For strong, vigorous, floriferous plants in bloom by July, sow seed of sweet pea as soon as possible. Use a fresh, good-quality seed, pre-chitting it by gently wrapping within a few layers of damp kitchen paper in a clear plastic lidded container placed in a cool, bright, frost-free spot until it sprouts. Then very gently sow the chitted seed shallowly into deep root trainers filled with a good quality seed compost and place the latter in a cool, bright, frost-free spot to grow on, for planting in the garden in late April.
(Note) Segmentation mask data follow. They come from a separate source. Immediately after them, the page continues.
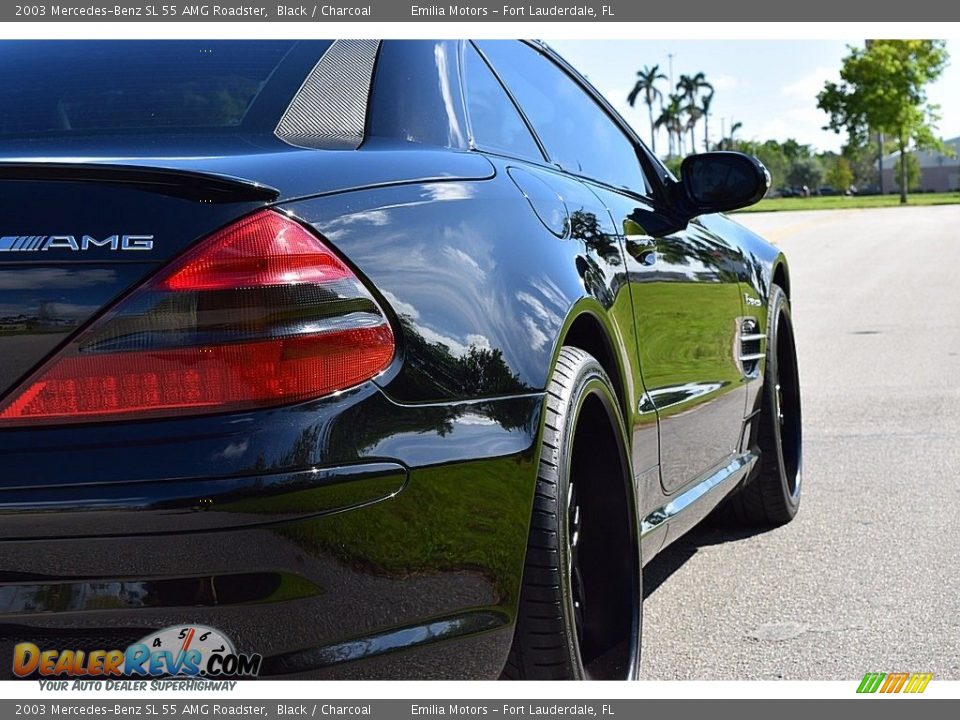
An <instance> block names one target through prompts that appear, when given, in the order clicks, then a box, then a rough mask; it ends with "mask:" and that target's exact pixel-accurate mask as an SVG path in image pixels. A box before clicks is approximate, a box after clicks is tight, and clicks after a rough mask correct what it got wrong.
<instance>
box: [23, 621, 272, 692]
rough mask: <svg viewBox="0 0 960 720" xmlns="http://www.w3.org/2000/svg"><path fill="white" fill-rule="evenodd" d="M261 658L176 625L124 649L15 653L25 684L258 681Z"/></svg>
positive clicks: (212, 637)
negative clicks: (67, 682)
mask: <svg viewBox="0 0 960 720" xmlns="http://www.w3.org/2000/svg"><path fill="white" fill-rule="evenodd" d="M262 662H263V657H262V656H261V655H259V654H241V653H238V652H237V651H236V648H235V647H234V645H233V641H232V640H230V638H228V637H227V636H226V635H224V634H223V633H222V632H220V631H219V630H217V629H215V628H211V627H206V626H204V625H174V626H171V627H168V628H164V629H163V630H159V631H158V632H155V633H152V634H150V635H147V636H146V637H144V638H143V639H141V640H139V641H138V642H135V643H134V644H133V645H130V646H129V647H127V648H125V649H109V650H108V649H94V650H80V649H76V648H40V647H39V646H38V645H36V644H35V643H31V642H23V643H20V644H18V645H16V646H15V647H14V649H13V672H14V675H16V676H17V677H21V678H27V677H40V678H64V679H68V678H69V679H78V678H84V679H86V678H89V679H97V678H106V679H110V678H135V677H147V678H152V677H171V676H180V677H188V678H216V677H224V678H225V677H248V678H249V677H256V676H257V675H258V674H259V672H260V664H261V663H262Z"/></svg>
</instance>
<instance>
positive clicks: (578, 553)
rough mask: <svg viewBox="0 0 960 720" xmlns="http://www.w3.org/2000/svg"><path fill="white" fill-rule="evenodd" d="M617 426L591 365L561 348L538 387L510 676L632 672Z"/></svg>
mask: <svg viewBox="0 0 960 720" xmlns="http://www.w3.org/2000/svg"><path fill="white" fill-rule="evenodd" d="M625 448H626V443H625V439H624V430H623V422H622V420H621V419H620V411H619V409H618V405H617V401H616V395H615V393H614V391H613V389H612V387H611V385H610V380H609V379H608V378H607V375H606V373H605V372H604V370H603V368H602V367H601V365H600V364H599V363H598V362H597V361H596V360H595V359H594V358H593V357H592V356H591V355H589V354H588V353H586V352H584V351H582V350H579V349H577V348H571V347H564V348H563V349H562V350H561V351H560V355H559V357H558V359H557V365H556V368H555V370H554V373H553V376H552V378H551V380H550V383H549V386H548V388H547V399H546V418H545V424H544V430H543V439H542V441H541V449H540V463H539V467H538V475H537V488H536V495H535V498H534V507H533V516H532V519H531V523H530V536H529V540H528V544H527V556H526V565H525V568H524V576H523V586H522V589H521V593H520V603H519V610H518V615H517V624H516V630H515V634H514V641H513V647H512V648H511V650H510V656H509V659H508V662H507V666H506V668H505V669H504V672H503V676H504V677H505V678H510V679H581V678H593V679H623V678H633V677H636V674H637V671H638V667H639V647H640V646H639V638H640V604H641V602H642V596H641V590H640V582H641V574H640V562H639V544H638V541H637V534H636V527H637V523H636V515H635V511H634V505H633V495H632V490H631V487H632V480H631V478H630V472H629V469H628V468H629V463H628V461H627V453H626V450H625Z"/></svg>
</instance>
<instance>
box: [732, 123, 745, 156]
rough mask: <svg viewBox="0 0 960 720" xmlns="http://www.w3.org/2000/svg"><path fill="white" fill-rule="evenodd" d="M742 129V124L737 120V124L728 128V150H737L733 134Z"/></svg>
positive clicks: (736, 145)
mask: <svg viewBox="0 0 960 720" xmlns="http://www.w3.org/2000/svg"><path fill="white" fill-rule="evenodd" d="M742 127H743V123H742V122H740V121H739V120H737V122H735V123H734V124H733V125H731V126H730V149H731V150H736V149H737V144H736V143H735V142H734V140H733V134H734V133H735V132H736V131H737V130H739V129H740V128H742Z"/></svg>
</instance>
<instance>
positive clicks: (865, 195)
mask: <svg viewBox="0 0 960 720" xmlns="http://www.w3.org/2000/svg"><path fill="white" fill-rule="evenodd" d="M954 204H960V192H950V193H916V194H912V195H910V196H909V198H908V203H907V207H909V206H911V205H954ZM876 207H900V196H899V195H864V196H862V197H858V196H856V195H855V196H853V197H846V196H844V195H827V196H823V197H820V196H814V197H808V198H767V199H765V200H761V201H760V202H758V203H757V204H756V205H751V206H750V207H748V208H744V209H743V210H738V211H737V212H776V211H780V210H850V209H855V208H876Z"/></svg>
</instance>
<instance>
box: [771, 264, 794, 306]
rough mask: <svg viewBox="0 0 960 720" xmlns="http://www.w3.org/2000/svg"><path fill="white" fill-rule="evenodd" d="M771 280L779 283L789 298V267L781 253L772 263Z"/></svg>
mask: <svg viewBox="0 0 960 720" xmlns="http://www.w3.org/2000/svg"><path fill="white" fill-rule="evenodd" d="M771 280H772V282H773V284H774V285H779V286H780V289H781V290H783V294H784V295H786V296H787V299H788V300H789V299H790V268H789V267H788V266H787V260H786V258H785V257H784V256H783V254H782V253H781V254H780V255H779V256H778V257H777V259H776V261H774V264H773V274H772V276H771Z"/></svg>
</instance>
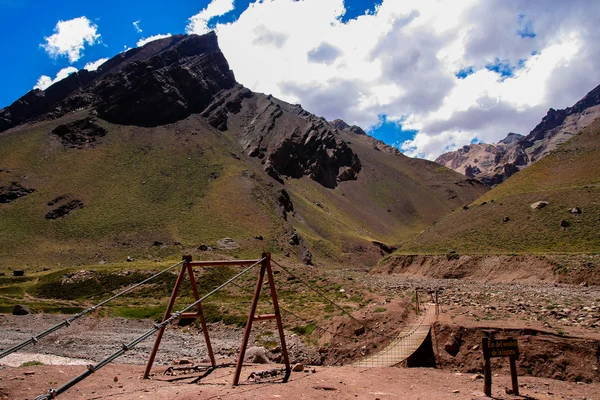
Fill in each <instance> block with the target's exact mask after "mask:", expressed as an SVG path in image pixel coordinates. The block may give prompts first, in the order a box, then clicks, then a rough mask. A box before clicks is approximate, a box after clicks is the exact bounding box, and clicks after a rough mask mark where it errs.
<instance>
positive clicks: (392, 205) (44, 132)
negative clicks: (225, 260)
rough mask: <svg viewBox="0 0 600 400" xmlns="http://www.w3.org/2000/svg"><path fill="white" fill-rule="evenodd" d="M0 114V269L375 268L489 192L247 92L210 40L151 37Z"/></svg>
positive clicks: (288, 105)
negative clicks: (464, 206)
mask: <svg viewBox="0 0 600 400" xmlns="http://www.w3.org/2000/svg"><path fill="white" fill-rule="evenodd" d="M120 63H123V64H122V65H121V64H120ZM190 79H191V80H192V81H193V82H188V81H189V80H190ZM78 85H79V86H78ZM190 87H191V88H196V90H195V91H192V92H193V93H191V92H190V90H189V88H190ZM49 93H50V94H51V95H50V94H49ZM61 96H62V97H61ZM31 99H35V101H32V100H31ZM172 103H176V104H172ZM157 109H161V110H163V112H162V113H160V112H157V111H156V110H157ZM15 110H16V111H15ZM17 111H18V112H17ZM144 113H150V114H152V115H150V116H149V117H148V118H149V119H148V121H141V122H140V119H143V118H144V115H145V114H144ZM0 115H2V118H3V123H4V124H5V125H4V128H6V126H7V124H8V125H11V127H10V128H9V129H4V130H3V131H2V132H0V169H2V172H1V173H0V193H2V194H3V196H4V191H6V192H7V193H6V195H7V198H9V197H10V199H11V201H10V202H8V203H3V204H0V237H2V238H3V239H2V246H0V262H10V263H12V264H15V263H23V262H24V261H23V260H27V262H28V263H31V262H35V263H39V264H47V263H48V262H52V263H58V262H60V263H62V264H63V265H66V264H69V263H71V264H75V263H81V262H82V260H86V261H84V262H88V263H89V262H104V261H113V260H123V259H125V257H127V256H131V257H132V258H134V259H135V258H138V259H139V258H141V259H147V260H152V259H161V258H165V257H174V256H175V255H180V254H181V253H182V252H186V253H190V254H196V255H198V256H204V257H208V256H209V255H210V254H209V253H208V252H210V249H212V251H213V252H217V253H219V256H228V257H231V256H237V257H245V256H250V255H252V254H256V253H257V252H261V251H271V252H274V253H278V254H283V255H289V256H290V257H297V258H298V259H299V260H301V261H303V262H305V263H307V264H311V263H315V262H316V263H319V262H321V261H320V260H329V261H328V262H333V263H334V264H335V263H341V264H348V263H351V265H358V266H360V265H362V266H364V265H370V264H372V263H373V262H375V261H376V260H377V259H378V258H379V257H381V255H382V254H384V253H385V252H384V250H383V249H384V248H390V247H395V246H396V245H397V244H399V243H401V242H404V241H406V240H408V239H409V238H410V237H412V235H414V234H415V233H416V232H419V231H420V230H422V229H424V228H425V227H426V226H428V225H429V224H431V223H432V222H433V221H435V220H436V219H439V218H440V217H441V216H442V215H444V214H446V213H448V212H450V211H451V210H452V209H456V208H459V207H462V205H463V204H466V203H469V202H471V201H472V200H474V199H475V198H477V197H478V196H480V195H481V194H482V193H484V192H485V191H486V188H485V187H484V186H483V185H482V184H479V183H477V182H474V181H472V180H468V179H465V178H464V177H462V176H461V175H459V174H457V173H455V172H453V171H450V170H448V169H446V168H440V167H439V166H438V165H437V164H435V163H432V162H429V161H426V160H416V159H410V158H408V157H405V156H403V155H401V154H398V153H395V152H393V151H390V152H388V151H385V148H384V146H383V145H381V144H377V143H378V142H376V141H375V139H372V138H370V137H368V136H367V135H364V134H363V133H364V131H363V132H362V133H361V132H358V131H357V132H358V134H357V133H356V132H353V131H352V130H343V129H338V128H336V127H335V126H333V125H332V124H330V123H329V122H327V121H326V120H325V119H323V118H321V117H317V116H315V115H313V114H311V113H310V112H308V111H306V110H304V109H303V108H302V107H301V106H300V105H297V104H296V105H294V104H288V103H286V102H284V101H281V100H278V99H276V98H274V97H272V96H270V95H265V94H261V93H254V92H251V91H250V90H248V89H247V88H245V87H243V86H242V85H240V84H239V83H237V82H236V81H235V78H234V75H233V72H231V71H230V69H229V66H228V64H227V60H226V59H225V58H224V57H223V56H222V53H221V52H220V50H219V49H218V43H217V38H216V35H215V34H214V33H211V34H207V35H204V36H196V35H191V36H185V35H184V36H176V37H172V38H167V39H161V40H158V41H156V42H151V43H148V44H146V45H145V46H143V47H142V48H141V49H136V50H135V51H133V52H131V51H129V52H126V53H124V54H120V55H117V56H115V57H113V58H112V59H111V60H109V61H107V62H106V63H105V64H103V65H102V66H100V68H99V69H98V71H97V72H96V73H89V71H88V72H80V73H78V74H76V75H75V76H73V77H69V78H67V79H66V82H64V81H60V82H58V83H56V84H54V85H53V86H51V87H49V88H48V89H47V90H46V91H32V92H29V93H27V94H26V95H25V96H24V97H22V98H21V99H19V100H17V101H16V102H15V103H13V105H11V106H9V107H8V108H6V109H3V110H0ZM361 131H362V130H361ZM374 144H375V146H376V147H378V148H377V149H375V148H374ZM382 150H383V151H382ZM7 171H8V172H7ZM12 182H14V183H15V184H13V183H12ZM47 215H51V216H52V218H51V219H48V218H46V216H47ZM54 217H56V218H54ZM225 238H227V239H230V240H232V241H233V242H234V243H235V244H234V245H228V246H225V247H223V245H222V243H225V242H227V243H230V242H229V241H223V239H225ZM156 243H158V244H156ZM382 243H384V244H386V246H387V247H384V246H381V244H382ZM313 256H314V257H313Z"/></svg>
For strong, vigorous, floriferous plants in bloom by July, sow seed of sweet pea as soon as possible. Photograph: iStock
For strong, vigorous, floriferous plants in bloom by July, sow seed of sweet pea as soon as possible. Photograph: iStock

Start prepping summer containers

Even the most tasteful of gardens benefits from some summer dazzle in the shape of colourful summer container displays. If your pots are currently filled with spring-flowering bedding and bulbs, then you can still get a head start on prepping the tubers and bulbs of dahlias, lilies, gladioli, cannas, arum lilies, and tuberous begonias by potting these up into 2- or 3-litre plastic pots using a good quality John Innes-type compost. Place the pots in a bright, frost-free spot under cover – a sunny porch, conservatory, glasshouse or polytunnel are all suitable – taking care not to overwater. By the time your spring displays are ready to be evicted from their containers, you’ll have the perfect replacements waiting in the wings.

Sow flowering annuals

If you have sufficient bright, frost-free growing space under cover, start sowing seed of hardy and half-hardy flowering annuals this month for pricking out into modules or individual pots and then planting outdoors in early summer. For best results, use a really good-quality seed-compost (my favourite is Klasmann, available from fruithillfarm.com and quickcrop.ie) and a heated propagator. Recommended Irish seed suppliers include seedaholic.com and all good garden centres, while recommended types to sow between mid-March and mid-April include larkspur, corncockle, opium poppy, cornflowers, nicotiana, tagetes, amaranthus, cosmos, and rudbeckia.

Plant garlic and onions

Early spring is traditionally the time to plant garlic and onions into a sunny, sheltered spot with fertile, weed-free, friable soil that hasn’t been recently manured. But if ground conditions are too wet, you can still get a valuable headstart by planting the individual onion bulbs and garlic cloves into modules for transplanting into their final positions once conditions improve. Recommended varieties include Stuttgart, Sturon (onions) and Vallelado, Therador (garlic).

This week in the garden

Give winter-chilled compost heaps a reboot by vigorously turning over the material with a pitchfork. If it smells sour and looks wet and slimy, add a generous layer of browns in the shape of shredded cardboard, straw, woodchip or shredded paper. Compost heaps should also be covered to protect against the chilling, leaching effects of heavy rain.

This is a great time of year for kitchen gardeners to plot out annual crops on paper to help minimise the risk of pests and diseases. For the purposes of crop rotation, vegetables can be divided into the following five groups: brassicas, root vegetables, legumes, onions and potatoes.

Dates for your diary

Talks at the National Botanic Gardens Visitor Centre, Glasnevin, Dublin 9; Saturday, March 21st. Raw Gardening: Working with Nature in Your Garden, by Vicky Ind of the Individual Plants Nursery, on behalf of the Irish Garden Plant Society, at 11.30am, followed by RHSI Live with Oliver Schurmann of Mount Venus Nursery at 2.30pm. botanicgardens.ie.

RHSI Bellefield Plant Fair Shinrone, Co Offaly; Sunday, March 22nd (11am-4pm). With stalls from many of Ireland’s best independent plant nurseries and plant growers, see rhsi.ie.